ASR Troubleshooting
About 1240 wordsAbout 4 min
2026-03-21
Common problems and their solutions when working with ASR libraries, particularly faster-whisper and openai-whisper.
Hallucinations on Silence
Symptom: Whisper outputs random text, music notation, or "[MUSIC]" when the audio contains silence or low-level noise.
Root cause: Whisper was trained on 30-second clips and fills empty audio with plausible outputs. It does not inherently know "there is nothing to transcribe here."
Fixes:
from faster_whisper import WhisperModel
model = WhisperModel("base.en", device="cpu", compute_type="int8")
# 1. Enable built-in VAD filter
segments, info = model.transcribe(
"audio.wav",
vad_filter=True,
vad_parameters={
"threshold": 0.5, # speech prob threshold (0–1)
"min_speech_duration_ms": 250, # ignore very short bursts
"min_silence_duration_ms": 600,
"speech_pad_ms": 200,
},
)
# 2. Filter by no_speech_prob after the fact
for seg in segments:
if seg.no_speech_prob > 0.6:
continue # skip silent/noise segments
print(seg.text)
# 3. Filter by log-probability (very low = hallucination)
for seg in segments:
if seg.avg_logprob < -1.0:
continue
print(seg.text)Run VAD before ASR (strongest fix):
# Use silero-vad to extract only speech windows first,
# then feed only those chunks to Whisper.

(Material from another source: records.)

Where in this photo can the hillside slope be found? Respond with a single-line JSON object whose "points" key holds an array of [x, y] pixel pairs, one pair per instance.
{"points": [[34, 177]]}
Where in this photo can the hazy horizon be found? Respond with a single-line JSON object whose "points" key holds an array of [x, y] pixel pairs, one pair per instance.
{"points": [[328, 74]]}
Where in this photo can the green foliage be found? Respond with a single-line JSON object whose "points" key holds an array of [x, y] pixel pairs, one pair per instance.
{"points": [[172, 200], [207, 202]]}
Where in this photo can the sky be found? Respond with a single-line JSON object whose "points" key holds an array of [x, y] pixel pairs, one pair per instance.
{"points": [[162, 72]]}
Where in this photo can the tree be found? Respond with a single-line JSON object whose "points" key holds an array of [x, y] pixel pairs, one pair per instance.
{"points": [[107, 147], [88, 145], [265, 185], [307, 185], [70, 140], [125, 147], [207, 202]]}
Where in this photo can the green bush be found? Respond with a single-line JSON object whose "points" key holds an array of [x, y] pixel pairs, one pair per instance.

# See /kb/ai/vad/real-time-streaming/ for implementation.Wrong Language Detected
Symptom: Whisper transcribes in the wrong language, or transliterates instead of transcribing.
Root cause: Auto-detection uses the first 30 seconds. If that segment is noisy or contains music, the prediction can be wrong.
Fixes:
# Force the language explicitly
segments, info = model.transcribe(
"audio.wav",
language="en", # ISO 639-1 code: "fr", "de", "es", "ja", ...
)
# Check what was detected before forcing
_, info = model.transcribe("audio.wav", beam_size=1)

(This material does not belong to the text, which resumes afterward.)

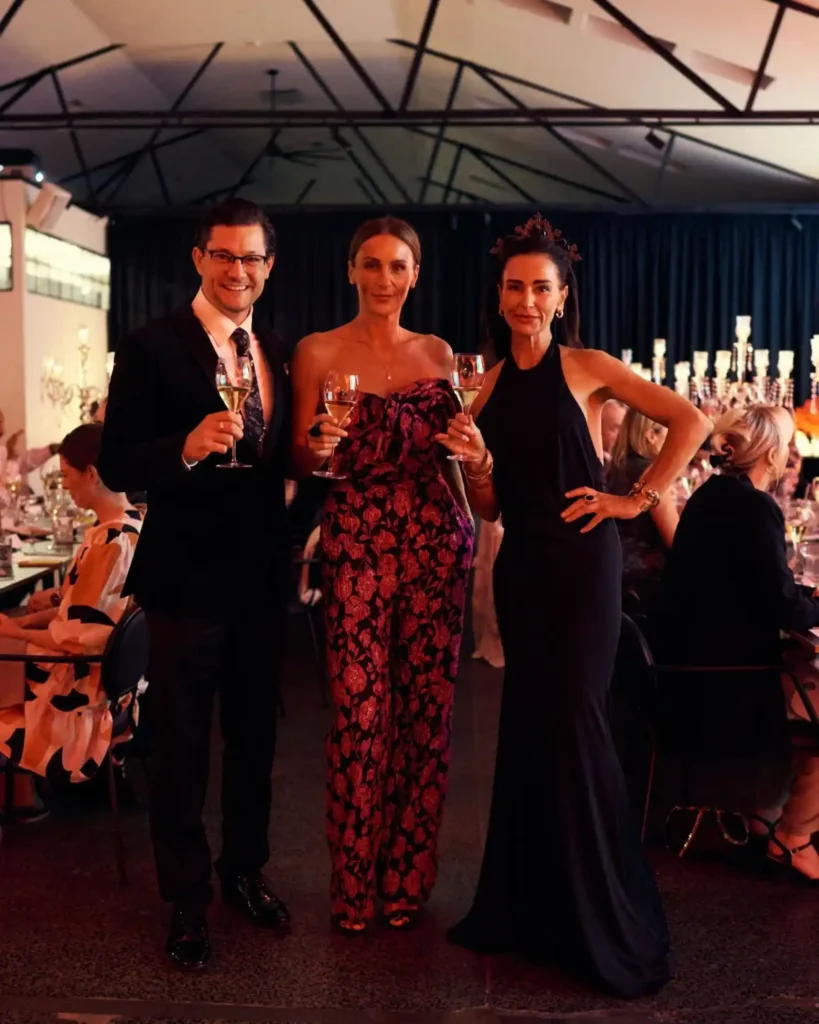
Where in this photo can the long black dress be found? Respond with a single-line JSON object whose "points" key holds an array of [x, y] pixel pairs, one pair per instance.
{"points": [[563, 880]]}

print(f"Detected: {info.language} ({info.language_probability:.1%})")
# If probability is low (< 0.7), force your expected language
if info.language_probability < 0.7:
_, _ = model.transcribe("audio.wav", language="en")# openai-whisper: detect language from first 30s only
import whisper
model = whisper.load_model("base")
audio = whisper.load_audio("audio.wav")
audio_clip = whisper.pad_or_trim(audio)
mel = whisper.log_mel_spectrogram(audio_clip).to(model.device)

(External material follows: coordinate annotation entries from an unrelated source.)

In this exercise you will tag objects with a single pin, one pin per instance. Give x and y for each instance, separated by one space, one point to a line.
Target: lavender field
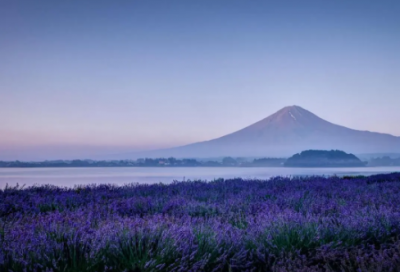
279 224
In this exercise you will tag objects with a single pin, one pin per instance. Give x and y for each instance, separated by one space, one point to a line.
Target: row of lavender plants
280 224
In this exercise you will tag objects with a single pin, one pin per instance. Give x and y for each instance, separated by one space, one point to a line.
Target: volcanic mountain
288 131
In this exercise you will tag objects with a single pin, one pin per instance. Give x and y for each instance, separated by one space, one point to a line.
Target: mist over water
69 177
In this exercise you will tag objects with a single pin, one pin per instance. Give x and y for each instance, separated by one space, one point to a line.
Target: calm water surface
76 176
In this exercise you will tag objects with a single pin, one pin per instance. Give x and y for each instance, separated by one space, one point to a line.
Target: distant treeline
147 162
310 158
384 161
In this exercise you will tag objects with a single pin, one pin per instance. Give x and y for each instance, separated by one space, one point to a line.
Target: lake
149 175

_, probs = model.detect_language(mel)
print(max(probs, key=probs.get))CUDA Out of Memory
Symptom: torch.cuda.OutOfMemoryError or CUDA error: out of memory.
Fixes:
# 1. Use a smaller model
model = WhisperModel("small.en", device="cuda", compute_type="float16")
# instead of: WhisperModel("large-v3", ...)
# 2. Use int8 quantization (halves VRAM usage)
model = WhisperModel("base.en", device="cuda", compute_type="int8_float16")
# int8 weights, float16 activations — best balance
# 3. Reduce batch size (openai-whisper)
result = model.transcribe(audio, fp16=True, verbose=False)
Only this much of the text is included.